I’m proud to be led by Richard Edelman, for whom this is a big issue. He has made some pretty concrete commitments about what we are going to do as a firm to make sure we look like the communities we wish to speak to and interact with for our clients.
What are your expectations for the Edelman ESG offer? Do you have concrete goals for the future?
At the moment the practice is led out of two hubs: London and New York, which is unsurprising because it’s rooted in capital markets and financial services work, and those are the two main global financial services centres.
We are adding to the team literally week by week because of the interest that there is. The ambition is that we build a market-leading ESG consultancy practice, which is global.
If a year on from now we’ve got a fully functioning, fledgling consultancy operating globally, led out of the two main hubs, with capability in every major financial centre in the world, then I think we’ll be very happy.
How is PR different from your expectations?
It has been really fulfilling, returning to a global professional services firm and working with some incredible minds for some brilliant clients.

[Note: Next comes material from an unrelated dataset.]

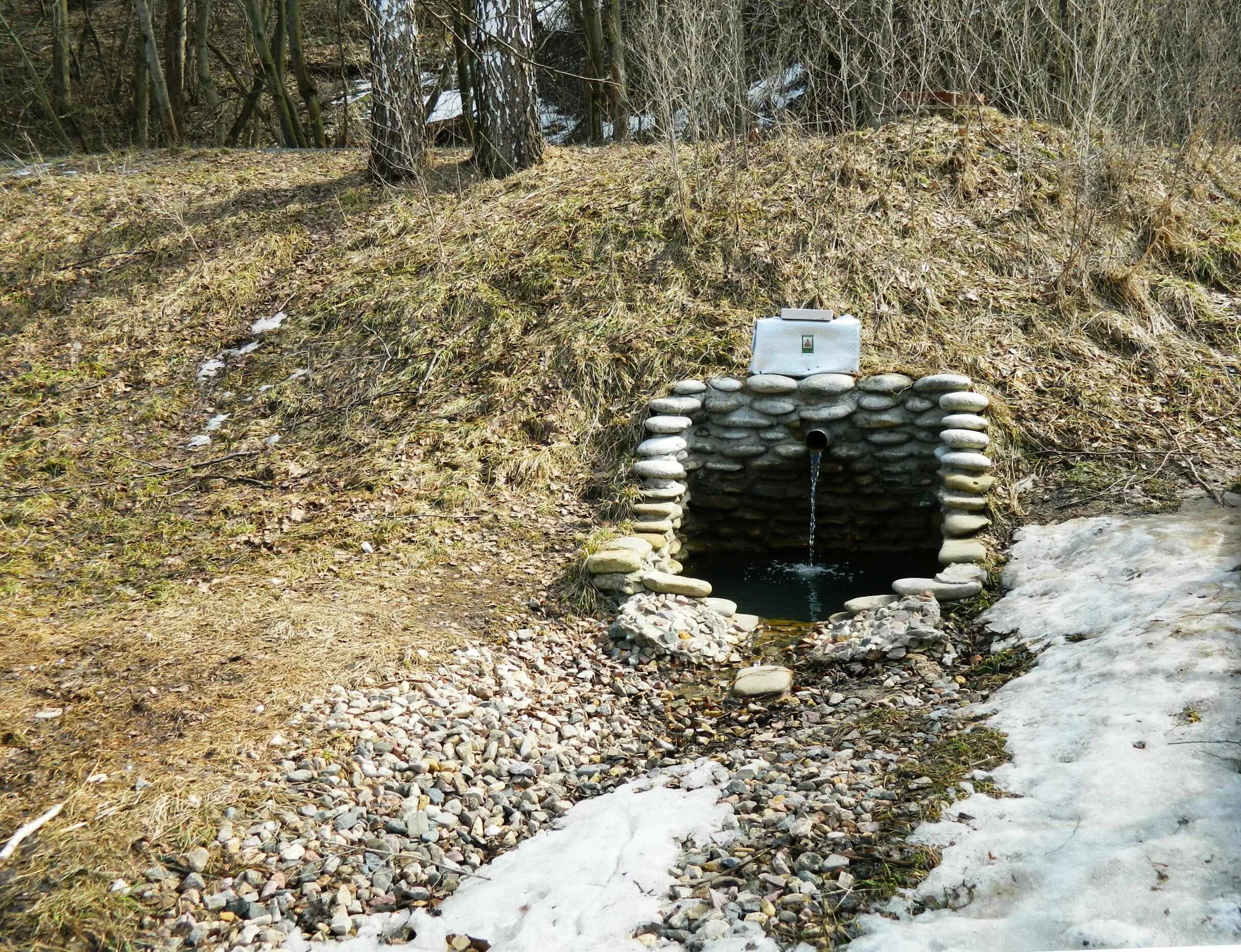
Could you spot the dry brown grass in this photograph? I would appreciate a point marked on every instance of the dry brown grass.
(477, 347)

I kind of feel a bit guilty for saying it, but I haven’t looked back and thought: “Oh my God, I really miss what I did before.” As I said, it was a privilege to serve, but I really don’t miss it.
A return to politics is not very likely, then?
[Laughs] People say: “Never say never,” but I can honestly say that I can never envisage that happening. I’ve done that.
You have a particular shelf-life in politics and I think it’s important that politics refreshes itself with new people, and that should not be one where figures from previous eras come back.
I’ve started a new chapter and I don’t want to go back to the old one.